Ou seja, consideramos a ficção potente na medida em que ela instaura uma descontinuidade em relação à realidade e, ao mesmo tempo, revela algo de sua estrutura; ou seja, uma função análoga a que Freud (1996c) atribuiu às piadas em Os chistes e sua relação com o inconsciente. Como assinala Fábio Herrmann (2006, p. 63), "Ficcional não significa falso, nem mesmo cientificamente menor, mas inserido num tipo de verdade peculiar à literatura". Não é necessário que a ficção apresente-se necessariamente como paródia ou crítica explícita, basta que se ponha a falar. Acompanhando Luciano Mattuela (2012), podemos admitir:

As produções culturais [...] são como os sonhos da Cultura: interpretam o recalcado de uma certa configuração social, explicitando através de uma forma mais ou menos metafórica os pontos de silêncio que dão coesão ao tecido simbólico de uma determinada época. (Mattuela, 2012).

E, de antemão, admitimos que Clube da Luta produz marca, ou seja, deixa um lastro singular em nossa cultura. Nem todas as produções conseguem tal êxito; de fato, a imensa maioria acaba por repetir um saber já evidente, perdendo-se nos discursos estabelecidos e, por fim, encorpando-os. Algumas poucas, contudo, preservam sua potência de interrogação, servindo-nos como importantes ferramentas de análise. Com efeito, a inscrição de Clube da Luta na cultura (e, em especial, no que se convencionou chamar de pop culture)5 permite fazer dele um recorte para examinar aquilo que nela encontra-se recalcado.

 

Clube da Luta e a adolescência

Trabalhamos, pois, com a hipótese de que Clube da Luta traz à tona questões sobre a adolescência, ou, melhor dizendo, sobre uma adolescentização do sujeito contemporâneo.

O leitor poderia objetar que, até onde se recorda, não há nenhum adolescente em cena durante todo o tempo de projeção, talvez não haja nem mesmo qualquer menção à adolescência, e teríamos de admitir que ele está correto. Como podemos nós, então, propor tal disparate?

Replicaríamos que a função da análise consiste precisamente em tecer linhas interpretativas que não estão dadas em um primeiro momento; ou, indo mais além, em construir uma nova ficção sobre a realidade do filme, como ensinam Vanoye e Goliot-Lété (2002). A associação de Clube da Luta à adolescência não está pré-colocada e provavelmente ultrapassa as intenções de Palahniuk e Fincher; ao ousar propor tal articulação, buscamos uma enunciação que faça jus à finalidade analítica de expansão de horizontes, não apenas visando uma nova possibilidade de leitura sobre a obra, mas também interpelando e ampliando o próprio corpo teórico da psicanálise.

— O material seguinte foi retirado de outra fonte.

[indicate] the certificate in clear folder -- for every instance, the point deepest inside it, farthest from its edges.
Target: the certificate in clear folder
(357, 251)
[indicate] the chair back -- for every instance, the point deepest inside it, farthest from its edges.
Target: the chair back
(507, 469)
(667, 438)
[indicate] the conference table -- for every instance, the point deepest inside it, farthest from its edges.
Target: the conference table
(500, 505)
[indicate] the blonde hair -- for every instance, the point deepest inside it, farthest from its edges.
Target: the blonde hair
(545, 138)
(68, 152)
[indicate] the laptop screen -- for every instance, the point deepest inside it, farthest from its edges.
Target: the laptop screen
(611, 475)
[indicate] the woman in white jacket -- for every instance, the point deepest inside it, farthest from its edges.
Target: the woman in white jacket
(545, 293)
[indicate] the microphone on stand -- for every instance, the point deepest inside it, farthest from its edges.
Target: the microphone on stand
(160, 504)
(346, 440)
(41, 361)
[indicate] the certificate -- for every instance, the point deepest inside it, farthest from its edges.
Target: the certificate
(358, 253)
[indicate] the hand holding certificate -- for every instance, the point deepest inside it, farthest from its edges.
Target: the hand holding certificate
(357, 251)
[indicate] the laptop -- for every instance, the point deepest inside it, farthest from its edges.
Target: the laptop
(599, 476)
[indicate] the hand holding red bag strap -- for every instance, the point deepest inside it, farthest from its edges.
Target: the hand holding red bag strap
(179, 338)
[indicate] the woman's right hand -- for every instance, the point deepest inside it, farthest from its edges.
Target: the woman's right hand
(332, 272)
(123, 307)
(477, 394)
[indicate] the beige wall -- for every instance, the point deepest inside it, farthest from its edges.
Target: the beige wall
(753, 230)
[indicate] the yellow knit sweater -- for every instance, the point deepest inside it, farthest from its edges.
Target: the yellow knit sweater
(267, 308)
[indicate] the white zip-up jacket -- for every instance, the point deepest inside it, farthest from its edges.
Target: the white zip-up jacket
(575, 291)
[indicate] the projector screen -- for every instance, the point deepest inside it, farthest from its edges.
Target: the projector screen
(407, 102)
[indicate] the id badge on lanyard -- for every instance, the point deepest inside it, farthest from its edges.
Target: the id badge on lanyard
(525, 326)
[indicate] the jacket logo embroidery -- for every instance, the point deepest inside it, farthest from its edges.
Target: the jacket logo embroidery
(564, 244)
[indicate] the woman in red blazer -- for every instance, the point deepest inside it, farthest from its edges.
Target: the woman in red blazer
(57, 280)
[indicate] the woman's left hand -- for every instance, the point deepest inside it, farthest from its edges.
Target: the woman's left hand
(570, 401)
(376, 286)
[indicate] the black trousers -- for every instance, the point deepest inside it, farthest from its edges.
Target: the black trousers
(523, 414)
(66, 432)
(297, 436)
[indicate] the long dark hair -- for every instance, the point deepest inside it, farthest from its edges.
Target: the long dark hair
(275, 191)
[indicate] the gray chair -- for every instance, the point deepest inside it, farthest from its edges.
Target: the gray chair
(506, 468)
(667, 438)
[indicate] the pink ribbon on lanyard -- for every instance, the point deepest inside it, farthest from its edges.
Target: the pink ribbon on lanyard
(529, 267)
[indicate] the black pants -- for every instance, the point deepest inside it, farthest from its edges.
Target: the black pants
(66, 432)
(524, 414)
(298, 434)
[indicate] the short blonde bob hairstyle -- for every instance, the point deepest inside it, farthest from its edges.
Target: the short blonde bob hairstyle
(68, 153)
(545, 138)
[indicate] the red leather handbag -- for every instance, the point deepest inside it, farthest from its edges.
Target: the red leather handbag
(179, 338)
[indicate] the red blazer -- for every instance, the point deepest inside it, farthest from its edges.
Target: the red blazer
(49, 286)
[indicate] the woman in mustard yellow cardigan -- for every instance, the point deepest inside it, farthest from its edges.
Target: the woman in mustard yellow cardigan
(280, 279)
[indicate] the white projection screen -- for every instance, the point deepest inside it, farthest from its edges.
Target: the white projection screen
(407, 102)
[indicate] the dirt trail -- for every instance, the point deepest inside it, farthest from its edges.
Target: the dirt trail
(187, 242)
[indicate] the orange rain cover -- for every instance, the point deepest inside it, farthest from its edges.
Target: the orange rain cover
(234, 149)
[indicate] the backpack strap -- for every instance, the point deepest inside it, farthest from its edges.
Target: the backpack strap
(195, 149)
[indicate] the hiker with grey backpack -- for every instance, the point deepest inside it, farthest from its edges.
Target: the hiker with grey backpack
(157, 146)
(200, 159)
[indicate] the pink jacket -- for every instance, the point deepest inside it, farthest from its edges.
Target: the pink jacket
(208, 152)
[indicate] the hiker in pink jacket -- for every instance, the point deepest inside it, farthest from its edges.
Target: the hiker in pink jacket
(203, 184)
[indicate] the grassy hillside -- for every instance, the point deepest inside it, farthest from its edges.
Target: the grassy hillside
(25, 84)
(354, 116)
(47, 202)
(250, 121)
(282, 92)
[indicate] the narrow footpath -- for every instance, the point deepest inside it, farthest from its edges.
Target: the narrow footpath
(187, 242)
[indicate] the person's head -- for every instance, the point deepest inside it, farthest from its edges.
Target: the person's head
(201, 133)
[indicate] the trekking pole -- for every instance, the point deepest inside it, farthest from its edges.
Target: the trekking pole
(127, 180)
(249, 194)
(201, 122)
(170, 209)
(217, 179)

Para montar com precisão a articulação entre Clube da Luta e adolescência, precisamos pontuar algumas chaves conceituais importantes. Em primeiro lugar, parece necessário recordar que, para a psicanálise, a adolescência situase como um tempo constitutivo do sujeito, ou seja, deve ser concedido a ela o estatuto de operação psíquica. Nessa operação, o que está em jogo é a saída de uma posição infantil, na qual o sujeito figura referido ao Outro primordial (e, eminentemente, como objeto no discurso do Outro), rumo a uma posição adulta, na qual poderá ser o agente de sua própria enunciação, ou, como lembra Giongo (2011, p. 18), "Construa um saber sobre o lugar que ocupa para o Outro". Isso tem duas consequências imediatas:

1) O descolamento entre as categorias de puberdade e adolescência. Enquanto a primeira designa um estágio biológico demarcado por certas mudanças orgânicas, com ênfase na maturação genital, a segunda se refere a uma determinada posição do sujeito em relação à linguagem.

2) A passagem pelos tempos estruturantes da infância opera como condição sine qua non para o advento da adolescência. Ainda que dessa passagem resultem fraturas, falhas na inscrição de significantes preciosos, é imprescindível uma travessia desses tempos de separação do Outro para que se possa falar em adolescência.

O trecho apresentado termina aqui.